While emphasis is being placed on math and science in schools, touch typing proficiency (using all 10 fingers without looking at the keys) is seen as less than essential -- or at best only as an elective, rather than a graduation requirement.

“Young people are not only using keyboards in school, but in every aspect of their lives. The advent of personal computers has expanded this use considerably, along with the need for touch typing skills,” said Barbara Prassas, owner of Type A+, a new computer keyboarding training center just off Highway 101 at 90 Mark West Springs Road, Suite 210, adjacent to the new Sutter Medical Center in Santa Rosa.

“Many subscribe to the false assumption that students can learn touch typing in just a few hours in a computer lab or on their own. But there is often not enough equipment, or hours, for them to achieve proficiency, accuracy and speed. Most of these sessions provide basic typing instruction, but not touch typing training, which is a critical tool and a life skill. Touch typing should be taught as early as in the third or fourth grade.”

Academic and job-seeker success depend upon the ability to type over 35 words per minute (wpm) with 90 percent accuracy, according to the Typing Institute of America (TIA).
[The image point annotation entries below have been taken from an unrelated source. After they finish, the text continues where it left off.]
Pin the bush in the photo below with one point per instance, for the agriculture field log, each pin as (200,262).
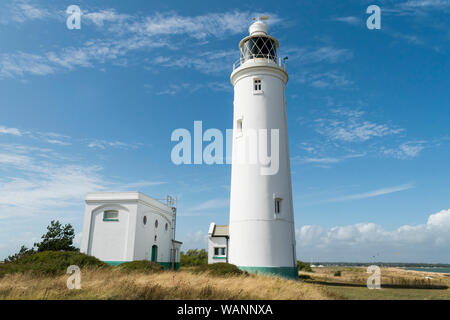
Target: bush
(141,265)
(58,237)
(304,277)
(193,257)
(220,269)
(50,262)
(302,266)
(23,252)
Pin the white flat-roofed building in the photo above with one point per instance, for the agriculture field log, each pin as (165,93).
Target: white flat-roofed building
(128,226)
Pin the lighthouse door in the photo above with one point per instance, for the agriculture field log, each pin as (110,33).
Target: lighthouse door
(154,252)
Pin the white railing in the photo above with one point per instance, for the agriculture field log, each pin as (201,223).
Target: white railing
(281,63)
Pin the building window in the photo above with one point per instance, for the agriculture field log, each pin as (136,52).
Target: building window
(219,251)
(239,126)
(278,205)
(257,87)
(111,215)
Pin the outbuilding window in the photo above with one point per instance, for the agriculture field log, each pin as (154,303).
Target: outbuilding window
(278,205)
(111,215)
(257,86)
(219,251)
(239,125)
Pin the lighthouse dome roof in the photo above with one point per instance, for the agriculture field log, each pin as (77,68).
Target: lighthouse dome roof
(258,28)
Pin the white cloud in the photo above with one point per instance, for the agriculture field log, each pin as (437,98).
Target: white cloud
(103,144)
(326,54)
(211,205)
(22,11)
(352,20)
(324,80)
(368,241)
(347,125)
(127,33)
(13,131)
(108,15)
(199,27)
(374,193)
(407,150)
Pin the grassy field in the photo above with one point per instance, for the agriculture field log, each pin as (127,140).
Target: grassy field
(396,284)
(322,284)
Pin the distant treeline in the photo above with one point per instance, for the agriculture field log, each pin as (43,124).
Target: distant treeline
(384,264)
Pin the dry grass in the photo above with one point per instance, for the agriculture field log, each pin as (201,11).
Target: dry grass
(395,284)
(113,284)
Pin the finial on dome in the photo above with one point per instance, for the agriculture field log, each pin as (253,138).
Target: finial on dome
(259,27)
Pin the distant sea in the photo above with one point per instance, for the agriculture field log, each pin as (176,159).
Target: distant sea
(437,269)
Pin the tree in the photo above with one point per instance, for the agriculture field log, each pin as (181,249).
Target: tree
(57,238)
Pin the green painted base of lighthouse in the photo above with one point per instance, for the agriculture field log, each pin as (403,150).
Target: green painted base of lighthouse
(285,272)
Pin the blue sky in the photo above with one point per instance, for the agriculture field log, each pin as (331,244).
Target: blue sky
(368,115)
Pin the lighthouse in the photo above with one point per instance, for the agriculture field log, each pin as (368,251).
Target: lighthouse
(261,228)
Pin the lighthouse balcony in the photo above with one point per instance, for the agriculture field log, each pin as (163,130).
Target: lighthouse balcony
(258,58)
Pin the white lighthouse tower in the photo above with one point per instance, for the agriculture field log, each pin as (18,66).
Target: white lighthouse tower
(261,229)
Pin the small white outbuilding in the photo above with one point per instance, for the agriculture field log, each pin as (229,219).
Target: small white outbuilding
(128,226)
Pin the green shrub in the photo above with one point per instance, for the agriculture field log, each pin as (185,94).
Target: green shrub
(23,252)
(193,257)
(304,277)
(219,269)
(141,265)
(50,262)
(302,266)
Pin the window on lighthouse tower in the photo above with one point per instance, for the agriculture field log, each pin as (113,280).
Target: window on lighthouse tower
(257,86)
(278,205)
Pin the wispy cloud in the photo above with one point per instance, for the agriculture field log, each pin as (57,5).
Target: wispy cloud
(407,150)
(103,144)
(348,125)
(352,20)
(371,194)
(13,131)
(211,205)
(173,89)
(367,241)
(127,33)
(324,54)
(22,11)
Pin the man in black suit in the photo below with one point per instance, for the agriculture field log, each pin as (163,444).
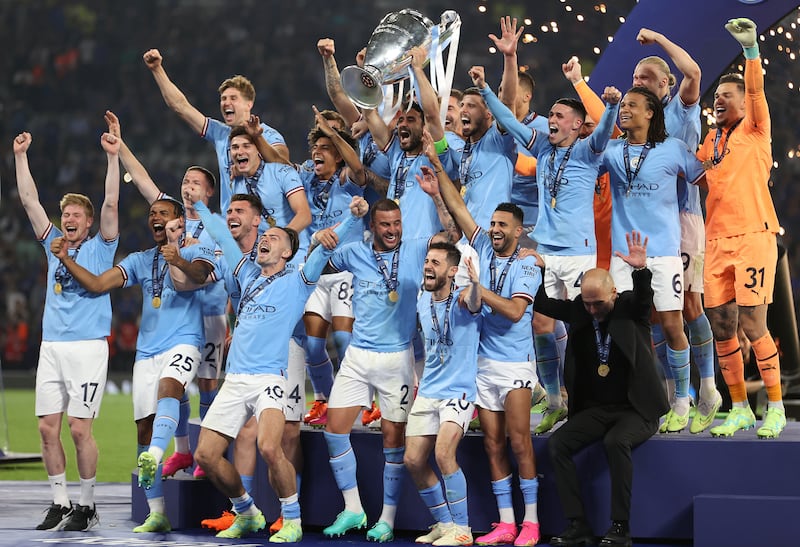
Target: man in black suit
(615,393)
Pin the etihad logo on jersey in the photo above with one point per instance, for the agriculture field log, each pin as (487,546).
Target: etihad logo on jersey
(644,188)
(367,285)
(329,218)
(250,309)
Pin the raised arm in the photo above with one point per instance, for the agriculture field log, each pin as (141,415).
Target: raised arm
(109,213)
(427,95)
(139,175)
(269,152)
(507,45)
(756,109)
(450,196)
(599,138)
(593,104)
(523,134)
(355,169)
(173,96)
(472,292)
(333,83)
(689,90)
(377,128)
(109,279)
(26,187)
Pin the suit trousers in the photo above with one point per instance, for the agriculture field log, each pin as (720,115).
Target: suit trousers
(621,429)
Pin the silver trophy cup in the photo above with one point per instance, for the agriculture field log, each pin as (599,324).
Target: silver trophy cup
(386,60)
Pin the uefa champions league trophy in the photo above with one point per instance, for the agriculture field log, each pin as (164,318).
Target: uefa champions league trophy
(387,62)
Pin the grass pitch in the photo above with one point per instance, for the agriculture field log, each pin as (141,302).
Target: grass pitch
(114,432)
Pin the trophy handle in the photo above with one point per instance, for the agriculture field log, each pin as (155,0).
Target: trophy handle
(363,85)
(450,22)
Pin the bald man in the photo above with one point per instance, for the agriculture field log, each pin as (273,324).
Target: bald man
(615,393)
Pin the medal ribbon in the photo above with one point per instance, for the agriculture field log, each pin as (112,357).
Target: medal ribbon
(603,346)
(251,183)
(322,193)
(442,336)
(400,176)
(61,274)
(466,161)
(631,176)
(717,154)
(390,278)
(249,294)
(554,182)
(493,272)
(158,278)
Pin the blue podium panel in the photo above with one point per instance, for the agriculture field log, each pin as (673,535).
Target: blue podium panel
(744,521)
(670,473)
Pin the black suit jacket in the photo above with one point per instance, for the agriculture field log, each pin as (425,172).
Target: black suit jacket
(629,326)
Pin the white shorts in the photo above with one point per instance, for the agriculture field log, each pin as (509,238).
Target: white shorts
(333,296)
(216,329)
(71,378)
(295,403)
(667,280)
(179,362)
(693,251)
(496,378)
(242,396)
(428,415)
(364,372)
(563,274)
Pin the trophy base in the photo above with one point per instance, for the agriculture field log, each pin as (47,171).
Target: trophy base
(362,87)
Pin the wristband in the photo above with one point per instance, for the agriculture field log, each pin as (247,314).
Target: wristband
(751,52)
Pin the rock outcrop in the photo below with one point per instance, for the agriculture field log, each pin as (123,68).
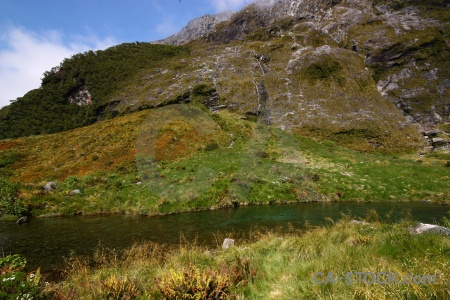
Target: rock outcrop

"Today the average person cannot type more than 25 wpm without a number of errors,” said Steve Burgess, executive director at TIA. “There is a direct correlation between touch typing skills and pay scales for many positions.”

According to Mr. Burgess, a person who can type 55 wpm with 98 percent accuracy will earn considerably more than someone typing 30 wpm with only 83 percent accuracy.

Experts say 25 lessons, of approximately an hour, are needed to achieve a proficient touch typing skill level.

“With so many core curriculum requirements for math, language arts, science and social studies, there is little time left for classes such as touch typing,” said Nancy Brownell, assistant superintendent, instructional division, at the Sonoma County Office of Education.